I know I’ve already used the quote that “The only person you should try to be better than is the person you were yesterday,” but let me take it a different route this time around. I’m not going to use it to say that you shouldn’t compare yourself to other people.

Instead, I’ll say that it should be everyone’s goal to improve every day. If I went up to a random person on the street and asked them what they were working to change about themselves today, I wish everybody would have an answer. I would say that most people would probably respond with something, but I’m not sure they would be truthful in their response.
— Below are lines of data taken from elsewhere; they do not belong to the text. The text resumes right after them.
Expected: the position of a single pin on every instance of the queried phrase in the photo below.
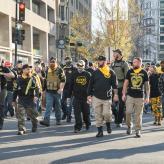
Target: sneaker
(155, 123)
(64, 116)
(58, 123)
(138, 134)
(87, 127)
(20, 132)
(34, 128)
(77, 130)
(129, 131)
(69, 119)
(119, 125)
(45, 123)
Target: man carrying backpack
(120, 67)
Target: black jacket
(79, 85)
(100, 86)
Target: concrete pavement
(59, 145)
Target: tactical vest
(53, 81)
(118, 68)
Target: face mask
(80, 70)
(68, 63)
(52, 65)
(135, 67)
(101, 65)
(162, 68)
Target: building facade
(65, 12)
(39, 26)
(153, 30)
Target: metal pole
(16, 31)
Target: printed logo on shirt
(137, 80)
(81, 80)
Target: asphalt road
(59, 145)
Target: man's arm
(147, 91)
(126, 68)
(124, 90)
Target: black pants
(120, 113)
(81, 107)
(66, 110)
(3, 94)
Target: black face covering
(135, 67)
(101, 65)
(68, 63)
(162, 68)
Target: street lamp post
(16, 31)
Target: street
(59, 145)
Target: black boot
(109, 130)
(1, 123)
(100, 132)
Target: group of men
(80, 88)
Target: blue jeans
(52, 98)
(162, 97)
(66, 110)
(8, 103)
(3, 94)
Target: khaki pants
(103, 111)
(134, 106)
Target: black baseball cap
(101, 58)
(118, 51)
(26, 66)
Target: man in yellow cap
(78, 87)
(135, 84)
(103, 80)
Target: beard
(136, 67)
(52, 66)
(101, 65)
(80, 70)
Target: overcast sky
(95, 21)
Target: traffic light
(67, 40)
(21, 11)
(72, 44)
(20, 36)
(79, 44)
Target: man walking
(5, 74)
(27, 91)
(55, 80)
(120, 67)
(103, 80)
(69, 70)
(79, 86)
(135, 84)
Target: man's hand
(60, 91)
(14, 104)
(35, 99)
(147, 100)
(115, 98)
(124, 97)
(89, 99)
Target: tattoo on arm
(147, 89)
(115, 91)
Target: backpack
(122, 69)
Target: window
(62, 13)
(161, 13)
(72, 2)
(161, 21)
(77, 4)
(162, 4)
(161, 39)
(161, 47)
(162, 30)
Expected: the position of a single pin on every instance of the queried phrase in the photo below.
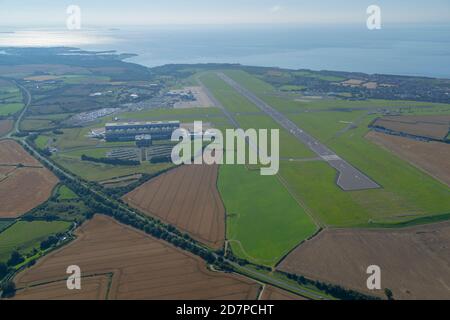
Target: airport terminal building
(130, 131)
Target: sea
(419, 50)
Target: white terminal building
(133, 131)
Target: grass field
(237, 104)
(25, 236)
(264, 222)
(64, 193)
(99, 172)
(41, 141)
(406, 193)
(10, 108)
(10, 100)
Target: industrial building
(134, 131)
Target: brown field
(272, 293)
(137, 265)
(5, 126)
(434, 127)
(432, 157)
(22, 188)
(186, 197)
(414, 262)
(94, 288)
(11, 153)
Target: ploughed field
(432, 157)
(186, 197)
(5, 126)
(24, 183)
(434, 127)
(414, 262)
(118, 262)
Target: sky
(113, 13)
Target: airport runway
(349, 178)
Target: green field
(99, 172)
(235, 103)
(25, 236)
(64, 193)
(406, 194)
(10, 108)
(264, 222)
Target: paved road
(349, 178)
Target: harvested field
(94, 288)
(432, 157)
(121, 181)
(433, 127)
(139, 266)
(11, 153)
(186, 197)
(5, 126)
(272, 293)
(414, 262)
(24, 189)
Right now, I am the happiest I’ve been in a very long time. I’ve mentioned that. It’s because when I didn’t read and write I hated that I didn’t feel motivated to do it, so I found the motivation to do it. I was giving attention to things that made me unhappy, so I stopped putting so much of my time in those things. I used to think I was spending too much of my time playing video games, so I filled up my school and work schedule so I physically could not do it. But now that I’ve broken all those bad habits, I can move on. I can start trying to improve other aspects of my life that bring me negativity.
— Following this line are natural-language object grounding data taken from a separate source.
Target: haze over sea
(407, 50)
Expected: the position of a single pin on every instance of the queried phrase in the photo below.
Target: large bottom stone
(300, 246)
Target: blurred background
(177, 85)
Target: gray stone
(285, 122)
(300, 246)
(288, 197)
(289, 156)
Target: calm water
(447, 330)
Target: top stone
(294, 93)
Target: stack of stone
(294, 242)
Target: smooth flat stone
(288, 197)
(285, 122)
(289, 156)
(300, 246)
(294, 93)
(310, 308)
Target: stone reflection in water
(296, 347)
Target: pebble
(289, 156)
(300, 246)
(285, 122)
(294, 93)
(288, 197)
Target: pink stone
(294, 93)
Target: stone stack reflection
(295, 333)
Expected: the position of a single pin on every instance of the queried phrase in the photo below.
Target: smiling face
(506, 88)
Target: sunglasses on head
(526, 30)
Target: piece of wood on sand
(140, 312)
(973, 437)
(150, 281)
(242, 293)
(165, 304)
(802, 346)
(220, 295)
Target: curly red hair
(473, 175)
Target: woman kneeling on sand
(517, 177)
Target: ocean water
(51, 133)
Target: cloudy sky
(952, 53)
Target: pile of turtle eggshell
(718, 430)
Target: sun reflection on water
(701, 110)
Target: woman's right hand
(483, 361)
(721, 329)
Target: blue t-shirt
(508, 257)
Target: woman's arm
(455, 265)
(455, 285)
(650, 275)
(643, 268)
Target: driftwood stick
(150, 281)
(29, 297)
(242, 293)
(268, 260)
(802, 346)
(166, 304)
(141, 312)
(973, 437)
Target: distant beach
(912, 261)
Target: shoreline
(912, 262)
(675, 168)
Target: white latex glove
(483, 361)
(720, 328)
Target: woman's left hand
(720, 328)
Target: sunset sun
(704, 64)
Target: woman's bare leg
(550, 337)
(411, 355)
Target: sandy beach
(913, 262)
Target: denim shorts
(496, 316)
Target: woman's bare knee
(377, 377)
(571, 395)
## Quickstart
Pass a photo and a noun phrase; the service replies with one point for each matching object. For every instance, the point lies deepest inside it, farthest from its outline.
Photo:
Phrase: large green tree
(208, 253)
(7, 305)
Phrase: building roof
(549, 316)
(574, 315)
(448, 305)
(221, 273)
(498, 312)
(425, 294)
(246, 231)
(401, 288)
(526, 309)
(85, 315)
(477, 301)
There are two easy ways to go about improving things about yourself, but before I get into them, let me say this. New Year’s Resolutions really aren’t the way to do it. A lot of people try to promise themselves they will change too much about them all at once and then give up and say “next year”. I would say either don’t bother or give yourself smaller goals.
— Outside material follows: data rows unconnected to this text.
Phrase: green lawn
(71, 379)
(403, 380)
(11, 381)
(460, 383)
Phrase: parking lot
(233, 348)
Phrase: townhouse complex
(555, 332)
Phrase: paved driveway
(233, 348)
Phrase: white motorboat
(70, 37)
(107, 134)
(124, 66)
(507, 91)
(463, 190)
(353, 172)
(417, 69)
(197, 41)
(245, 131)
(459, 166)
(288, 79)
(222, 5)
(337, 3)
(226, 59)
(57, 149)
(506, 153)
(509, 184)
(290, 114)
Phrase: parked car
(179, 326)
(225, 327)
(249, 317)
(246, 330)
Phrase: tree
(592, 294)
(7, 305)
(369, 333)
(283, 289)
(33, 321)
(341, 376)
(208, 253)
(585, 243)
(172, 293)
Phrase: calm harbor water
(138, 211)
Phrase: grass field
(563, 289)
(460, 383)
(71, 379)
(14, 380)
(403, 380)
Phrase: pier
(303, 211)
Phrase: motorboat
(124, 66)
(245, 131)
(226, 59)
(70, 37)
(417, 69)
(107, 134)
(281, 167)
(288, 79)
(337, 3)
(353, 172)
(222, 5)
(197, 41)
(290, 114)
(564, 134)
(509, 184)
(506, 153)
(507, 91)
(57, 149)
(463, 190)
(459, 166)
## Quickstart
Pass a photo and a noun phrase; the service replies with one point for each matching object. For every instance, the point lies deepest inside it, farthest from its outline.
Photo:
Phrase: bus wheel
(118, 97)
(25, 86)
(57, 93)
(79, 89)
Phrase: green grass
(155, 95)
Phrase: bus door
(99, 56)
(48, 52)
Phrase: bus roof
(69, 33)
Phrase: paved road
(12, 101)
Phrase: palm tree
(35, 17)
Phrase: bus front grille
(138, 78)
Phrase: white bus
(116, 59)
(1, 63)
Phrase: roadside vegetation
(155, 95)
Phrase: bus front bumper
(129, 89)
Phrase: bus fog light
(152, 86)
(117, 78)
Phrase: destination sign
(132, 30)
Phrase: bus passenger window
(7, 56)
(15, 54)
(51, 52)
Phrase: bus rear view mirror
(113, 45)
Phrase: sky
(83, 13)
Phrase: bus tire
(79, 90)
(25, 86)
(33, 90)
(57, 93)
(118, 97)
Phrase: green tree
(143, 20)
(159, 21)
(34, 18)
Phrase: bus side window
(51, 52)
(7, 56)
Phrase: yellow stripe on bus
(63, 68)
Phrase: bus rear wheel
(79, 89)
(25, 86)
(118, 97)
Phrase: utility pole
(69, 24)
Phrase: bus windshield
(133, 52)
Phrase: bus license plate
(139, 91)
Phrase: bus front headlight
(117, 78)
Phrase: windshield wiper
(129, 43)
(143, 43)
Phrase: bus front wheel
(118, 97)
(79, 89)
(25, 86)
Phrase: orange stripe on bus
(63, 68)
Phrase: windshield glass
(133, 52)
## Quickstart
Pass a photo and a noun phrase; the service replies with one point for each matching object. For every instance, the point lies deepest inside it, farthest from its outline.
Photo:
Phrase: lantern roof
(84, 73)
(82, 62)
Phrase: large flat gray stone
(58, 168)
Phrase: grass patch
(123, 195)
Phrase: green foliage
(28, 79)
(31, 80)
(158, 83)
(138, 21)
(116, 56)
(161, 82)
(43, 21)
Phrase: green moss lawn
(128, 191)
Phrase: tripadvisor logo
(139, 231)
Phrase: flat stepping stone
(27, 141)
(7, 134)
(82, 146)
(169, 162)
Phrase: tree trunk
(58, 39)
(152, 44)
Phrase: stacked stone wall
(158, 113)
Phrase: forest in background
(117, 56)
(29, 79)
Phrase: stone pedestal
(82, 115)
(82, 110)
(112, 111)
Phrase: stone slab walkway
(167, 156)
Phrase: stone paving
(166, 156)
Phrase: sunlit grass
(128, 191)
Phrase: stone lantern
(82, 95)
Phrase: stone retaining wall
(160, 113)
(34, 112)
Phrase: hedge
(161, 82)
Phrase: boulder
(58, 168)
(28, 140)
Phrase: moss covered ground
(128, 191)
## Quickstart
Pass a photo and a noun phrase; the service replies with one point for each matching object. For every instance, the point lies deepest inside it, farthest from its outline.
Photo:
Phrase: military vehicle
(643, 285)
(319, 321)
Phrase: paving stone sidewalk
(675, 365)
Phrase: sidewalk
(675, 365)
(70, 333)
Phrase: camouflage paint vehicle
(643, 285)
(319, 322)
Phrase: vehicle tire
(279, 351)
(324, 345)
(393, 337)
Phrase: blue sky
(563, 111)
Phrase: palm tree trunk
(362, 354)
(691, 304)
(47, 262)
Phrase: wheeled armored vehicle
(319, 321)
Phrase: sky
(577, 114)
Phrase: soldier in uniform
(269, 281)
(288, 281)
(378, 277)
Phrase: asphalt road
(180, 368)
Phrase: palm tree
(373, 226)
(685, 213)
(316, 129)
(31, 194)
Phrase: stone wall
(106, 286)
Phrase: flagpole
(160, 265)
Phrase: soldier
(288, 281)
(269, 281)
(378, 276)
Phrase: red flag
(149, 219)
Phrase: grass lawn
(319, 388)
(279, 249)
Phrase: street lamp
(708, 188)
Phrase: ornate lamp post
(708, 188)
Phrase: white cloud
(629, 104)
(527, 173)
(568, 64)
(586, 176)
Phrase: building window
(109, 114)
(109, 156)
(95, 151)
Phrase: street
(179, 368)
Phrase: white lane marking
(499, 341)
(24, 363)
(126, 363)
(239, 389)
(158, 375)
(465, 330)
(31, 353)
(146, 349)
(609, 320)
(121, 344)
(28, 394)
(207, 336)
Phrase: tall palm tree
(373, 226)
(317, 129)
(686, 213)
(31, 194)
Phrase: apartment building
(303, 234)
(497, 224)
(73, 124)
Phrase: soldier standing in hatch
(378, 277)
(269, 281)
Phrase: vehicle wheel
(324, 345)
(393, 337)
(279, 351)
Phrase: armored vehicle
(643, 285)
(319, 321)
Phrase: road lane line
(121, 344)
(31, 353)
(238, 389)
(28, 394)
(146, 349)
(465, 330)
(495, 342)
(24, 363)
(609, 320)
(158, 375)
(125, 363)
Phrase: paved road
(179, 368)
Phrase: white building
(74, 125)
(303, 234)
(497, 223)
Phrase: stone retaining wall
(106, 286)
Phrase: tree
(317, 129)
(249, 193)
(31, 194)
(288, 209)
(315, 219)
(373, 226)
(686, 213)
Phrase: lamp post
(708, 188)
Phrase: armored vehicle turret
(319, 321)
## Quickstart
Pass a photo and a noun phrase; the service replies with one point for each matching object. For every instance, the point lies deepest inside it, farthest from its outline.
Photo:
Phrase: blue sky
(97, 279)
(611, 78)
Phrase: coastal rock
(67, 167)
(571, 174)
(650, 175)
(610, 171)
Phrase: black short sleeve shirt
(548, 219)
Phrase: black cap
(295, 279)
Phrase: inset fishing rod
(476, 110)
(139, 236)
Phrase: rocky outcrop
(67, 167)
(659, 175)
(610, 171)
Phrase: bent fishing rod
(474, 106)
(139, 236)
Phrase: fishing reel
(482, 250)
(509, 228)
So, you can either improve by gradual acclimation, or by suddenly stopping the bad habit altogether, which people call ‘cold turkey”. From my experience these have varying degrees of success depending on both the situation and the person. For example, if your dream job requires you to quit smoking before you start, you’d probably find it a lot easier to suddenly stop than if you just simply wanted to change yourself. Going cold turkey needs a powerful drive, I would say. Sheer willpower is hard to muster without aid, so this method is circumstantial.

Gradual acclimation, though, is a lot easier. I drink tea. A lot. Probably on average three or four cups a day. But a while back I used to put over two tablespoons in each cup, which, in my opinion, is way too much. So, I just slowly started giving myself a little bit less in each cup until, months later, two tablespoons tasted extremely sweet to me. I would say it’s a much easier change to make because depending on how gradual you make it and what the thing is, you may not even notice, but the end result can be a big jump when you look back. But even that isn’t fool proof. While it doesn’t require so much willpower, it can be easy to slip back to the old ways and tell yourself it is just the once just to see how much you’ve changed. But once you open that gate back up you can ruin all the progress you’ve made. I’ve run into this trap quite a few times.

But my point is that there is always something to change about yourself. It may not be a big thing, but that just makes it that much easier to fix. I’ve “finished” fixing the fact that I don’t read or write, because I’ve finally gotten into the habit of enjoying both, so I don’t worry about it. So now I can spend time consciously avoiding other things because I don’t have to put attention into this anymore. If all goes well, I’ll start changing other things about myself once my attention is freed up in doing so.

So, I’d recommend taking conscious action to change things about yourself that you don’t like. And by that I’m referring to things you consider problems about you. Don’t worry about anyone else. Take on the little issues first just to prove to yourself that changes can be made. Maybe you put too much sugar in your tea. Maybe you’re always tired when you wake up or you can’t fall asleep when you need to. Work on small things to improve your daily happiness.